Alessandro Vecchi

Personal information
- Date of birth: 7 March 1991 (age 34)
- Place of birth: Guastalla, Italy
- Position(s): Centre-back

Youth career
- Parma
- 2010–2011: → SPAL (loan)

Senior career*
- Years: Team / Apps / (Gls)
- 2011–2012: Parma / 0 / (0)
- 2011–2012: → SPAL (loan) / 7 / (0)
- 2012–2014: Mantova / 30 / (2)

International career
- 2008: Italy U17 / 1 / (0)
- 2009: Italy U19 / 3 / (0)

= Alessandro Vecchi =

Italian footballer (born 1991)

Alessandro Vecchi (born 7 March 1991) is an Italian footballer who played professionally for SPAL and Mantova. A centre-back, he is known for his eye for goal.

==Club career==
Born in Guastalla, in Emilia region, Vecchi started his career at Emilian club Parma. In 2010, he left for Lega Pro Prima Divisione club SPAL in temporary deal.

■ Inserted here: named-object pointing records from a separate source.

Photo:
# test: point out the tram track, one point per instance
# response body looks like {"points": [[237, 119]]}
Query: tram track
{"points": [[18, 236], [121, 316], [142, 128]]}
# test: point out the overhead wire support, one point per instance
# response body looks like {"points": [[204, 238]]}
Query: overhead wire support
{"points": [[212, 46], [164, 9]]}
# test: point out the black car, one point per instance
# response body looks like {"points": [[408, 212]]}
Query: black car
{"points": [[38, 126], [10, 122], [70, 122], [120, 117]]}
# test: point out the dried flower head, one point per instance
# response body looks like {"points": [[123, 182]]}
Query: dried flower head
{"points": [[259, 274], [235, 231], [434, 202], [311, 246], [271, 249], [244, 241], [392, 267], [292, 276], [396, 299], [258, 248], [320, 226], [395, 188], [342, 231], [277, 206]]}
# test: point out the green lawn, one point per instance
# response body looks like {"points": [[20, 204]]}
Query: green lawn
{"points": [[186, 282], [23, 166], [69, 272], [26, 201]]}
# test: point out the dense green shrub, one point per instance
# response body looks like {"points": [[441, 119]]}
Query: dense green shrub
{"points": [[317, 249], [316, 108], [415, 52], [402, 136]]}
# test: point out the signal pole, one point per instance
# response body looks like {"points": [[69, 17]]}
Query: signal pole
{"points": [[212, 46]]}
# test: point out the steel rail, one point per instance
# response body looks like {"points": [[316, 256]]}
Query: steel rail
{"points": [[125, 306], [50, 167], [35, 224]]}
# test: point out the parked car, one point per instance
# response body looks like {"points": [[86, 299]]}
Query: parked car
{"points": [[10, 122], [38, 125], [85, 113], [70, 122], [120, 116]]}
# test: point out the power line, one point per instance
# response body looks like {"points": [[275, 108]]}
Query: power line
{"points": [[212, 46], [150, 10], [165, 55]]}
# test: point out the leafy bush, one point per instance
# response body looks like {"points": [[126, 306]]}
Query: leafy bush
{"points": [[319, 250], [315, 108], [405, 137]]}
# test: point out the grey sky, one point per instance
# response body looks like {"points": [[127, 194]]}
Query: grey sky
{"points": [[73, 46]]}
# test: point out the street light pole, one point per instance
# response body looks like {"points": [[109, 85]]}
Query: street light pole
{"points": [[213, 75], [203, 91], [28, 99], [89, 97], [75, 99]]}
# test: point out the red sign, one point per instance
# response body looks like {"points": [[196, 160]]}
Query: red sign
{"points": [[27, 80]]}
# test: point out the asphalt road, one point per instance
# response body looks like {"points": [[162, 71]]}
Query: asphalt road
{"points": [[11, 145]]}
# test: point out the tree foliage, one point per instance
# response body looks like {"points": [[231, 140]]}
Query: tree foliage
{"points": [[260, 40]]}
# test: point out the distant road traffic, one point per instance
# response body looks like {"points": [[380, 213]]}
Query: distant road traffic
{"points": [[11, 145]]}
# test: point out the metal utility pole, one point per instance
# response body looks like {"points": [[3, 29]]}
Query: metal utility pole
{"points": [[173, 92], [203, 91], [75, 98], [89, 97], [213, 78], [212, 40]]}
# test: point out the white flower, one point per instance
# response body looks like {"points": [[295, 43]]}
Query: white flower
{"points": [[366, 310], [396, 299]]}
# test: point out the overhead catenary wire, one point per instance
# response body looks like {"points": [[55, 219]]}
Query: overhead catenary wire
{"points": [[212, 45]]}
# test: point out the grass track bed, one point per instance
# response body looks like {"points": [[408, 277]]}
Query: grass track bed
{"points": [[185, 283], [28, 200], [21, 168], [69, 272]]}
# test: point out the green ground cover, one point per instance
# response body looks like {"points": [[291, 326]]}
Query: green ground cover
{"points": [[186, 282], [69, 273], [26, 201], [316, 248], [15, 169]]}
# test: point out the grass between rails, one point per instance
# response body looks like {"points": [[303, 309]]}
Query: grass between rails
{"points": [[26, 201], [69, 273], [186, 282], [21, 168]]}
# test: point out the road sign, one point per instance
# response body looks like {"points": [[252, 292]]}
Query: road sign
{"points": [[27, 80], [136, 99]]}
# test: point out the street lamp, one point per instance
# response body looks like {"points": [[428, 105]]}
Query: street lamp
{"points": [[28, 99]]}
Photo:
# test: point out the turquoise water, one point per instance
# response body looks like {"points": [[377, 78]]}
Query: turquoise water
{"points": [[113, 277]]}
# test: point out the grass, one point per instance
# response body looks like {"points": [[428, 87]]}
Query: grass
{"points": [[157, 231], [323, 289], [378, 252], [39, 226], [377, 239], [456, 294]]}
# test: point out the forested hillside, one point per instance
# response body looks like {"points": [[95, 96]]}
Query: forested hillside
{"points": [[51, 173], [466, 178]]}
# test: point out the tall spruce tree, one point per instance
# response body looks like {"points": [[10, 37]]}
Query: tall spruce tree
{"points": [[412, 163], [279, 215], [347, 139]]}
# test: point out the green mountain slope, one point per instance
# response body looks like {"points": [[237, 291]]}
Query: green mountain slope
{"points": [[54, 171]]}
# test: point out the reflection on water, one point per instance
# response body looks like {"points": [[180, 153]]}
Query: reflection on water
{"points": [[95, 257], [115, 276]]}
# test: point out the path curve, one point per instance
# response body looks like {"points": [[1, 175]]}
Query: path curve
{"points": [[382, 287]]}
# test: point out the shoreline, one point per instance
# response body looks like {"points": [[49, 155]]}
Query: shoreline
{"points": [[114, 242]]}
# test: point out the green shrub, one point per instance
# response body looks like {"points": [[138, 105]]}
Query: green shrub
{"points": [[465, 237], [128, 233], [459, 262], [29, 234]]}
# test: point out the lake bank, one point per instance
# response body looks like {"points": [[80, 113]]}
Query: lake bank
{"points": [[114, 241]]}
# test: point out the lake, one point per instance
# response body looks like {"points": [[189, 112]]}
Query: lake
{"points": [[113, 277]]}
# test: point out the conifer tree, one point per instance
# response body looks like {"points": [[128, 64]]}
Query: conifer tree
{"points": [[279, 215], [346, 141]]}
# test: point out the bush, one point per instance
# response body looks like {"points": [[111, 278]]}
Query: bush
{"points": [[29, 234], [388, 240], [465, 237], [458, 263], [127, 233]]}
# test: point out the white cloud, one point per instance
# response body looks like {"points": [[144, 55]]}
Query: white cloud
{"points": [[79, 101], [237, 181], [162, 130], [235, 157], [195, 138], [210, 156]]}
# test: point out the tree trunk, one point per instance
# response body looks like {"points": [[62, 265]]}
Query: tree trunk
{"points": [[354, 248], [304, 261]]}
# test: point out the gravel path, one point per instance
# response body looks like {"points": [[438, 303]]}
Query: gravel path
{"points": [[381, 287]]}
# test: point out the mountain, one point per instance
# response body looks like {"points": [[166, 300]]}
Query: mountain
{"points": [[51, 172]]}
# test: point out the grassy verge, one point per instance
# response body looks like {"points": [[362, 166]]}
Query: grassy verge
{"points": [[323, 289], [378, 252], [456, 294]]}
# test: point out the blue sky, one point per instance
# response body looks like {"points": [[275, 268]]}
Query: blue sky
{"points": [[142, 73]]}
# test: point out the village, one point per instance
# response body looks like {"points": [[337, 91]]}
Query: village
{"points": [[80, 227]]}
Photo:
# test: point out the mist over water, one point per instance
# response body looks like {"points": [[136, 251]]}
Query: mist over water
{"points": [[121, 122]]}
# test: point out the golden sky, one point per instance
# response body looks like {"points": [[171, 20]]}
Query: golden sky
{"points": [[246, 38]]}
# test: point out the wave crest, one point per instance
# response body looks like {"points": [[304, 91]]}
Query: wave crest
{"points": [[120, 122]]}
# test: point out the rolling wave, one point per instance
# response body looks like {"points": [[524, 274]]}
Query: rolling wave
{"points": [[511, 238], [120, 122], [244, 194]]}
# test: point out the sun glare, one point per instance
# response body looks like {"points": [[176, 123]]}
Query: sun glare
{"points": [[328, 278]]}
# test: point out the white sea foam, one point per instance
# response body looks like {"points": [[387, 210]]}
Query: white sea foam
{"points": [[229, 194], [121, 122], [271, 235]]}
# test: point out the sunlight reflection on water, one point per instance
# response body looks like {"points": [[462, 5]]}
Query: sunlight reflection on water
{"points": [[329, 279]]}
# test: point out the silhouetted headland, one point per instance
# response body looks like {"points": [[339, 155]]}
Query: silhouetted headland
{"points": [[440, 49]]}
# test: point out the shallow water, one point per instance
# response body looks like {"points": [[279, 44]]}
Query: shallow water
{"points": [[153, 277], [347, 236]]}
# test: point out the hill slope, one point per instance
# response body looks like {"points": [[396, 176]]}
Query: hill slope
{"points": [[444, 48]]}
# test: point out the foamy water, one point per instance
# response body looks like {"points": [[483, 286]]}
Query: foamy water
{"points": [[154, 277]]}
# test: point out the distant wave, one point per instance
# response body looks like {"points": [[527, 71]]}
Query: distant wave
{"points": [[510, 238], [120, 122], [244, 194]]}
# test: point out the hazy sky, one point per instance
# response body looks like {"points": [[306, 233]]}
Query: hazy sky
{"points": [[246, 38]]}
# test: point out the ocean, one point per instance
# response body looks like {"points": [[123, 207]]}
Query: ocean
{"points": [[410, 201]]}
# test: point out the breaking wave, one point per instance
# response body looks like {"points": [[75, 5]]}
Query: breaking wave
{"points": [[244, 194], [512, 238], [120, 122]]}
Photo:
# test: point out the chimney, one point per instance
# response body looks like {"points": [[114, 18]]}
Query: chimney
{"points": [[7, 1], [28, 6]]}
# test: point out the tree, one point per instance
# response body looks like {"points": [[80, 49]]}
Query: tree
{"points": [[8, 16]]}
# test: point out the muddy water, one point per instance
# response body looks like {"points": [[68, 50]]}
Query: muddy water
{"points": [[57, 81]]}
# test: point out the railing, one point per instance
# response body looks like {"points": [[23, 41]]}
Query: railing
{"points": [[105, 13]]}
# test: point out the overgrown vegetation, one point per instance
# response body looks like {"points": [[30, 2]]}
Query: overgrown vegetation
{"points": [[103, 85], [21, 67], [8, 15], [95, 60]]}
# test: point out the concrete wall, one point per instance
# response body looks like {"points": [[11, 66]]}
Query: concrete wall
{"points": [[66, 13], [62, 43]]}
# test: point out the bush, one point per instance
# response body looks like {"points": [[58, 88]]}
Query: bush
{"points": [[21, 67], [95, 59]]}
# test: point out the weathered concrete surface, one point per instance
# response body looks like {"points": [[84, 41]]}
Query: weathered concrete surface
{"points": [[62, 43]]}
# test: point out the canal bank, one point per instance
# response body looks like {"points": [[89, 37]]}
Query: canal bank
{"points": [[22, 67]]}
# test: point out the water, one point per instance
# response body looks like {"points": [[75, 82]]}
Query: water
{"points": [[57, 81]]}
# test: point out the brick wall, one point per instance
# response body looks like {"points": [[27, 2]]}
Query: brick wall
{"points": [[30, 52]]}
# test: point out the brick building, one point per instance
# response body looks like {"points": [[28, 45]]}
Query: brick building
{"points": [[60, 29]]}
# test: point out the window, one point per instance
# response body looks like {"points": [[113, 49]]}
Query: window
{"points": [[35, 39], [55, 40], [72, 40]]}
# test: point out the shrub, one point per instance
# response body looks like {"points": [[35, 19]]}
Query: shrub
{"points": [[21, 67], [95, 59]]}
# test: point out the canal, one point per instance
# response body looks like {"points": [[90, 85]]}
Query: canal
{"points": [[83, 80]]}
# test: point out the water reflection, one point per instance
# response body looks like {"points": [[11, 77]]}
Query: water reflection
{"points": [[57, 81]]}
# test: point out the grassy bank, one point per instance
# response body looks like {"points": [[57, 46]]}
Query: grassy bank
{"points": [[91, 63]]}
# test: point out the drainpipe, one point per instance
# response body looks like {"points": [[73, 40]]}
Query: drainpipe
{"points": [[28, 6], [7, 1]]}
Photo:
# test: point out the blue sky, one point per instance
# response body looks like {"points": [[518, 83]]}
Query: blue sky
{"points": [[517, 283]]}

However, he only able to play in the reserve league. In July 2011 Vecchi and Francesco Pambianchi were moved to SPAL in co-ownership deal, for €200,000 and €250,000 respectively, as a direct swap with Davide Colomba (price tag €450,000), the son of Parma's head coach at that time, Franco Colomba.

SPAL was expelled from the professional league in July 2012, thus Pambianchi and Vecchi returned to Parma on a free transfer. In August 2012 Vecchi joined Lega Pro Seconda Divisione club Mantova F.C. He remained in Mantua for 2013–14 season. The club qualified to the 2014–15 Serie C as the 8th placed team in Group A of the 2013–14 Lega Pro Seconda Divisione.

==International career==
Vecchi played for the Italy U-17 team in the team's 2008 UEFA European Under-17 Football Championship elite qualification campaign. He played once, in the last match, in which he replaced Luca Caldirola as the team's centre-back. Vecchi played 3 times for the Italy U-19 team: against Ukraine, Denmark and the Netherlands.